My first car was technically my grandfathers old 4 door Comet—I was in college and basically used it as a means of transportation. After I received my Associate Degree, I started working (a major mistake—I should have continued my education). Money was burning in my pocket and a new car was in my dreams.
My real first new car became a 1969 and one–half hugger orange Chevy Camaro rally sport with a black top and interior. The Saturday came when I was finally going to pick it up. It was a beautiful morning and I was planning to go looking for an apartment that afternoon about an hour away.
I drove home from the dealership and pulled into my side of the garage with the anticipation that later that evening this car was going cruising for the first time. I lived near a town that had a main street that resembles the main drag in American Graffiti, and I was very anxious to cruise Broadway with my shinny hugger orange Camaro. Unfortunately when I backed the car out of my garage I noticed a pool of fluid on the floor. To my dismay it was transmission fluid and not wishing to test my luck, I pulled the car back into the garage and made for a mad dash to the phone to call my salesman at home.
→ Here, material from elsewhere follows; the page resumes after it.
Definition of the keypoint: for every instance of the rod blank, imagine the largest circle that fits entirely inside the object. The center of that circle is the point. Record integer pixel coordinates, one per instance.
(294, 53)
He said he would pick the car up on Monday and have it checked over. So much for cruising Broadway.
I got my car back on Tuesday and the next day drove it to work. That evening as I was coming home I noticed an unusual noise. I called my salesman again and he said he would pick up the car the following day. I now had a car that has gone less than 50 miles going back to the garage for the second time in its first week of ownership.
Unfortunately I received a call at work late on Friday that my new car had a cracked fly wheel and they had to order the part. As luck would have it, GM went on strike and it was about a month that my new car sat in the garage of the dealership. I was one unhappy car owner and little did I realize that this was just the beginning of some new car bad luck.
After about 9,000 miles of driving, I was coming home from night school on a rainy and cold November night and got a flat on a normally busy four lane highway. I pulled the car onto a very dark street and dressed in my tan raincoat proceeded to change the tire in the rain and dark. I was dressed in a suit under my top coat and was fumbling around in the dark and pouring rain, thinking that I had all the bolts off (after looking for the jack and jacking up the car.) My hands were already numb and wet. I was finally able to remove the tire and place the spare on it. I was cold and soaking wet. To say I had a few words for this night would be an understatement.
I had this same hugger orange Camaro when I got married. It is tradition in our family to decorate the groom’s or bride’s clothes/house/car etc. on the wedding night. My wedding party, family and relatives decided to target my car. My bride and I thought we would outwit them by taking her car that wedding evening. The next morning we discovered the damage that they had done to my car. White liquid shoe polish with drawings and sayings covered this once beautiful car. “Svec’s Construction company —Erections unlimited” was written on the side. The front hood had what appeared to be two noses facing each other with the words, “Nose to nose and toes to toes and everything goes”.
This car was very special right up to day I traded it in. A couple of accidents, my first born and high gasoline prices pursuaded me to eventually trade it in. I could elaborate on the accidents and a major blizzard I experienced with the car, in which I never made it home that night but did make it to a friend’s house by public transportation only to take a bus the next day and dig my car out from a few feet of snow drift 6 to 8 feet deep.
I still get teary-eyed thinking about this car.